このような名前のずれは、薬草では珍しくありません。原料の入手しやすさ、収量、加工のしやすさ、風味、流通の慣習が変わっても、すでに知られた商品名だけが生き残ることがあります。
ただし、ハブソウとエビスグサは近縁でも別種です。海外では Senna occidentalis の種子が決明子に混入・代用される問題もあり、香港の公的な中薬材資料は両者を区別しています。野外採取したセンナ属植物を、見た目だけでハブ茶や決明子へ代用してはいけません。
日本薬局方では、何がケツメイシなのか
日本薬局方は、ケツメイシをエビスグサ Cassia obtusifolia または Cassia tora の種子と定めています。葉、莢、根ではなく、成熟した種子が対象です。
| 項目 | 日本薬局方上の内容 |
|---|---|
| 基原植物 | Cassia obtusifolia L. または Cassia tora L. |
| 使用部位 | 種子 |
| 形 | 短円柱形で、一端が鋭く、もう一端が平たい |
| 大きさ | 長さ3~6mm、径2~3.5mm |
| 外面 | 緑褐色~褐色でつやがあり、側面に淡黄褐色の線または帯がある |
| 品質確認 | 性状、確認試験、純度、乾燥減量、灰分、エキス含量などで確認する |
センブリにはスウェルチアマリン、薄荷油にはメントールの最低含量規格がありますが、ケツメイシは同じ形で単一成分の含量だけを品質の物差しにしていません。外観、顕微鏡的特徴、呈色反応、純度、エキス含量などを組み合わせ、「確かに決明子であり、流通生薬として一定の品質を満たすか」を見ます。

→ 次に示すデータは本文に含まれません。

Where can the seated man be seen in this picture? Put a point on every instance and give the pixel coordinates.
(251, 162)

薬局方に収載されていることは、ケツメイシが医薬品原料として公的に同定・規格化されていることを示します。しかし、それだけで食品のハブ茶すべてが薬局方品質であることや、あらゆる伝統的効能が確認されたことを意味するわけではありません。
ケツメイシは、食品か医薬品か
答えは、製品の目的と扱いによってどちらにもなります。
厚生労働省の食薬区分では、エビスグサの種子と葉は「医薬品的効能効果を標ぼうしない限り医薬品と判断しない」原材料の一覧に掲載されています。したがって、種子を焙煎して茶として販売することはできます。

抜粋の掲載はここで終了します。